During a survey to discover potential biotechnologically useful endodextranases, ten dextranolytic Paenibacillus strains showing a wide range of optimal growth temperatures and containing multiple dextranolytic proteins were isolated from garden compost and sugar-mill samples (Finnegan et al. 2004a). The gene sequences of two approximately 70-kDa thermostable dextranases from different thermotolerant Paenibacillus strains were determined and found to encode glycosyl hydrolase family 66 proteins (Finnegan et al. 2004b). Both recombinant enzymes had optimal activity at about 60°C and pH 5.5. The sequence and biochemical diversity of dextranolytic enzymes produced by the non-thermophilic Paenibacillus strains Dex50-2 and Dex40-8 are explored here. Dex50-2 and Dex40-8 have the most diverse 16S rRNA gene sequences of the non-thermophilic Paenibacillus strains examined (Finnegan et al. 2004a). These strains also possess the most diverse sets of monomeric dextranolytic enzymes. Dex50-2 produces three enzymes, of 70, 90 and 105 kDa, while Dex40-8 produces up to five enzymes, of 68, 70, 85, 105 and 120 kDa (Finnegan et al. 2004a).

Materials and methods

Bacterial strains and growth

Dextranolytic Paenibacillus strains Dex40-8 and Dex50-2, isolated from Australian sugarcane-mill samples, were grown to confluence at their optimal growth temperature of 45°C on indicator plates containing dextran coupled with Cibacron Blue (Blue Dextran, Amersham Biosciences, Sydney, Australia), as described (Finnegan et al. 2004a). Escherichia coli TOP10F′ cells (One-Shot Competent Cells, Invitrogen, Mount Waverley, VIC, Australia) were used for all DNA cloning and protein-expression experiments.

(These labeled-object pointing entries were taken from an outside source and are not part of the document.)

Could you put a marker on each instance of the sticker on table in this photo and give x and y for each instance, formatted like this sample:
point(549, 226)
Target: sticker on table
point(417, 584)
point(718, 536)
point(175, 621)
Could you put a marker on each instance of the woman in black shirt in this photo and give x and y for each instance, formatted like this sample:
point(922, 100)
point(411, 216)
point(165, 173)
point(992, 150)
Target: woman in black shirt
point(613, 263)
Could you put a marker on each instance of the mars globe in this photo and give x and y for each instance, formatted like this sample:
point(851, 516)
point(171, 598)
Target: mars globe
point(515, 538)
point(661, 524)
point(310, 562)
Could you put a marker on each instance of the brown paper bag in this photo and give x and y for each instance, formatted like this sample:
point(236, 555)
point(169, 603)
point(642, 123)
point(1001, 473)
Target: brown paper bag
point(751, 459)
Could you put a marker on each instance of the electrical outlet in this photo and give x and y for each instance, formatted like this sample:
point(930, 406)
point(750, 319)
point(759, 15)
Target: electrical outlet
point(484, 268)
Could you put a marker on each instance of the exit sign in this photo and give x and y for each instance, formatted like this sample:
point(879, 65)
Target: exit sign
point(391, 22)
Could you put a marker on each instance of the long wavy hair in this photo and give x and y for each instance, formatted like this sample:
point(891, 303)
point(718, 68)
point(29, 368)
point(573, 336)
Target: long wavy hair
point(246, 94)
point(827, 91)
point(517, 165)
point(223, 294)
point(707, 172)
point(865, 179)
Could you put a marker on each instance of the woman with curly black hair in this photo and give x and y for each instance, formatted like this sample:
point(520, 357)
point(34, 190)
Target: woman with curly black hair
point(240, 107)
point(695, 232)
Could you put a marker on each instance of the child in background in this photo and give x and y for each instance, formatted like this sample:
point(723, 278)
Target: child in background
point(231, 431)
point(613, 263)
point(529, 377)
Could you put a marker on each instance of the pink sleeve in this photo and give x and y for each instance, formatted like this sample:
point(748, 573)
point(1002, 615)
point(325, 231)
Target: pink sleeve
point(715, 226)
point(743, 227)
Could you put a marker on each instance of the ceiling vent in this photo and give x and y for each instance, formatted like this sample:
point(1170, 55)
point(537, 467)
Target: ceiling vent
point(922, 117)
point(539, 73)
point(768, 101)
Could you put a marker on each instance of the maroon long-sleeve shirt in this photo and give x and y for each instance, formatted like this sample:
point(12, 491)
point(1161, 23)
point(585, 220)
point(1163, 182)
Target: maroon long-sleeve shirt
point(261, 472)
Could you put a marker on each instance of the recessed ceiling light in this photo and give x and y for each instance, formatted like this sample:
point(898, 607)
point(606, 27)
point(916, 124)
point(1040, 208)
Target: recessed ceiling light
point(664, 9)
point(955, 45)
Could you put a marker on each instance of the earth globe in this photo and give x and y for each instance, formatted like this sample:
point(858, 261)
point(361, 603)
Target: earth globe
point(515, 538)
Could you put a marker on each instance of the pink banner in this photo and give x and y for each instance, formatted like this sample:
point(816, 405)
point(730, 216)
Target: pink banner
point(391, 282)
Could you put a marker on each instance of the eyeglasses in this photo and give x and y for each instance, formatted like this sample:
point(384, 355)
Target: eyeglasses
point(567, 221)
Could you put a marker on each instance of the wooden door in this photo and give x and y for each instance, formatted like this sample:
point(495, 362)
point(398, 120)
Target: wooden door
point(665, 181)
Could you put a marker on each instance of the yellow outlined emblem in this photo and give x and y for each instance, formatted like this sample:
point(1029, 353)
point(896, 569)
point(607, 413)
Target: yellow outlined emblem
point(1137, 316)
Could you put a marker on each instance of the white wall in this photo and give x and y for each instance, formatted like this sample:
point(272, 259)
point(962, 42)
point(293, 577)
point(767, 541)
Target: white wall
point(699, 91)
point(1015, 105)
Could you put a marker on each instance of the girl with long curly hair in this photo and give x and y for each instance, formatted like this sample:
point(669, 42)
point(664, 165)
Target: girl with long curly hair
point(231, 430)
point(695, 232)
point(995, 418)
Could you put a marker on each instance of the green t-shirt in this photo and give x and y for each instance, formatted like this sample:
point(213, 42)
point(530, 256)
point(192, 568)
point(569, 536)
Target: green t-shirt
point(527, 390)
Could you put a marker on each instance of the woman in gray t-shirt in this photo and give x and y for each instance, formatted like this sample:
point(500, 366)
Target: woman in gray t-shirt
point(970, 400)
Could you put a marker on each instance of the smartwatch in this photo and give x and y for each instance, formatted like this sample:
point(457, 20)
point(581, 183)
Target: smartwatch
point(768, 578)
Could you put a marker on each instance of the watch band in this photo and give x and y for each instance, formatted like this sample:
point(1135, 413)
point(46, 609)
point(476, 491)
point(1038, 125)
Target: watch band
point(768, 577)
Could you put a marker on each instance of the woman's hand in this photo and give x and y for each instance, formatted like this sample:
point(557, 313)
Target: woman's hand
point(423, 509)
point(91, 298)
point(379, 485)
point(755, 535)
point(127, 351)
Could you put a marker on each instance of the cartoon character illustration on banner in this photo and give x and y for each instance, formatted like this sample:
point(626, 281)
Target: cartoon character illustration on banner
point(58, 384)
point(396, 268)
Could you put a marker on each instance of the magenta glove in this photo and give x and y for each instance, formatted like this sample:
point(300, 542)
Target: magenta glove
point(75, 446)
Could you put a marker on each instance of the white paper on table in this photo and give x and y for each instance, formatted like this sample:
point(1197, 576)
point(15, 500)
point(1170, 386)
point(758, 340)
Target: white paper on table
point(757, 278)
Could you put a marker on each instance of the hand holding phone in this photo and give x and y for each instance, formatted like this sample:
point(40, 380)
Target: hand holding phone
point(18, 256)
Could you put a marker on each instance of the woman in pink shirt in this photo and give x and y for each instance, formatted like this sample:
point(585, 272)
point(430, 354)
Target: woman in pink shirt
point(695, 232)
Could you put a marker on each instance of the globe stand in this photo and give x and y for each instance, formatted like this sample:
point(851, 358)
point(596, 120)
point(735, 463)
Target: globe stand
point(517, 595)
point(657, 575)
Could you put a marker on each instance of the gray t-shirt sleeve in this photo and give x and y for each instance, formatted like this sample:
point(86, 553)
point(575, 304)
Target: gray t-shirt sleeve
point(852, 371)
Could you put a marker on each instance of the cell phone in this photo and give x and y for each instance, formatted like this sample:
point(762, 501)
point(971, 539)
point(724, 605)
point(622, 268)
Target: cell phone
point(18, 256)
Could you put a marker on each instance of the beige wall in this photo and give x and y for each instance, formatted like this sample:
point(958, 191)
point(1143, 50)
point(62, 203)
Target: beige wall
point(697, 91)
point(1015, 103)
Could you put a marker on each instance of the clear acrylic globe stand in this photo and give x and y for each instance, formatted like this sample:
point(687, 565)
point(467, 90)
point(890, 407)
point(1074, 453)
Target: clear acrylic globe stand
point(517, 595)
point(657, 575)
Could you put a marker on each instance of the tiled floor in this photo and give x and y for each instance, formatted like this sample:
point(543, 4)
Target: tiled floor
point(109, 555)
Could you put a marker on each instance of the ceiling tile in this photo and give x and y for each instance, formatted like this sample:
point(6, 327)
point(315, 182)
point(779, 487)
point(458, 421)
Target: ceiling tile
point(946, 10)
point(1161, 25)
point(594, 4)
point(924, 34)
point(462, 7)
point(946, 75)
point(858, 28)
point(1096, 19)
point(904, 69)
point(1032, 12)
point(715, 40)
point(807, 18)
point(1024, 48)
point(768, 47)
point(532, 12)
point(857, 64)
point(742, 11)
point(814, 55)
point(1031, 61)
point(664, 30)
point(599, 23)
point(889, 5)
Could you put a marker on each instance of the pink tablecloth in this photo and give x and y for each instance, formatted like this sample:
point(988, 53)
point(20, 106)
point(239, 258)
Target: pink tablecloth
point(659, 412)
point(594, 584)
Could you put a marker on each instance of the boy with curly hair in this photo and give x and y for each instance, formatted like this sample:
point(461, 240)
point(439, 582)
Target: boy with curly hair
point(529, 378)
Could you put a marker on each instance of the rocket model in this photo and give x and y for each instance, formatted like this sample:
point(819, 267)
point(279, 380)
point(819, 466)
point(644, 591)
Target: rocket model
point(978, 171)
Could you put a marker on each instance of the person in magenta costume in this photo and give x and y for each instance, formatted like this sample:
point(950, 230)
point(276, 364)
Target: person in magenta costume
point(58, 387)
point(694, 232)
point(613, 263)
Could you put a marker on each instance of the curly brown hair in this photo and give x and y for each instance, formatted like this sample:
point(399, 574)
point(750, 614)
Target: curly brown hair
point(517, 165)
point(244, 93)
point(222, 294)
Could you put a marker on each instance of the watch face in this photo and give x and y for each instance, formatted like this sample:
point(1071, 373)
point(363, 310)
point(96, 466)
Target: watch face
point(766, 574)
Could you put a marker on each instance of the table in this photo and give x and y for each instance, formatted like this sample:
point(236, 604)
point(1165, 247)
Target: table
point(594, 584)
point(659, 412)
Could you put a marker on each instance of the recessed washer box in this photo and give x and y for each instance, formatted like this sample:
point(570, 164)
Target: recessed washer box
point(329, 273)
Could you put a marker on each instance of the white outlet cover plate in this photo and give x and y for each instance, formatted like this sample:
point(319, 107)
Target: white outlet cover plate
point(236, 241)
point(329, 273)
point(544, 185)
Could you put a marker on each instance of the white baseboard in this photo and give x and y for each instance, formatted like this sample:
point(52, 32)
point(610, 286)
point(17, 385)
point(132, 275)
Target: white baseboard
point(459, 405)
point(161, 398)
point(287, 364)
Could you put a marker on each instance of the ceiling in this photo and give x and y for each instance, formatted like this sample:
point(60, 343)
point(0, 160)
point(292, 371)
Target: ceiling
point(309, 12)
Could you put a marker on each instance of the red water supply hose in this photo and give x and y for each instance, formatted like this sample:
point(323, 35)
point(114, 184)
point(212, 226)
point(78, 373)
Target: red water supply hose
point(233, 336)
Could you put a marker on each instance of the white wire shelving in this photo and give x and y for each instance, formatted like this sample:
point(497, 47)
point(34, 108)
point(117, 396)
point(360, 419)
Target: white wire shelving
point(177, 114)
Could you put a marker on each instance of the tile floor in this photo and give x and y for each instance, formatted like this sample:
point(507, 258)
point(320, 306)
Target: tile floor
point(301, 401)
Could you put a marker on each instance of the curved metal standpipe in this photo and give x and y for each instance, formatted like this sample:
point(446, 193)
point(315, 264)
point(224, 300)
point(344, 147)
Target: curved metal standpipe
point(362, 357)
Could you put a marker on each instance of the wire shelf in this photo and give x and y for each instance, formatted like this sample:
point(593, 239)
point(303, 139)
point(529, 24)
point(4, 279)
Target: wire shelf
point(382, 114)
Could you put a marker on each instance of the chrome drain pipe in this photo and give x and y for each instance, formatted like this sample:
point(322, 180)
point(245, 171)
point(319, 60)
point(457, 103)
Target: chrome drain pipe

DNA manipulation and screening of genomic libraries

Unless otherwise stated, DNA was manipulated using established methods (Sambrook et al. 1989). Libraries were constructed from genomic DNA purified (Morris et al. 1995) from freshly grown Paenibacillus strains Dex40-8 and Dex50-2. Approximately 10 μg genomic DNA was partially digested with Sau3AI and twice size-selected for 4- to 8-kb fragments on agarose gels stained with methylene blue (Flores et al. 1992). Size-selected DNA fragments were ligated into pBluescript II (Stratagene) previously digested with BamHI and treated with shrimp alkaline phosphatase (Amersham Biosciences) as instructed by the supplier prior to transformation into E. coli. The libraries were screened for dextranolytic activity as described (Finnegan et al. 2004b), except dextran degradation was performed at 37°C. Dextranolytic E. coli were recovered by coring the colonies from plates and growing in liquid Luria–Bertani medium before isolating the plasmid DNAs carrying putative dextranase genes. The recognition sites of selected restriction endonucleases within each plasmid insert were mapped.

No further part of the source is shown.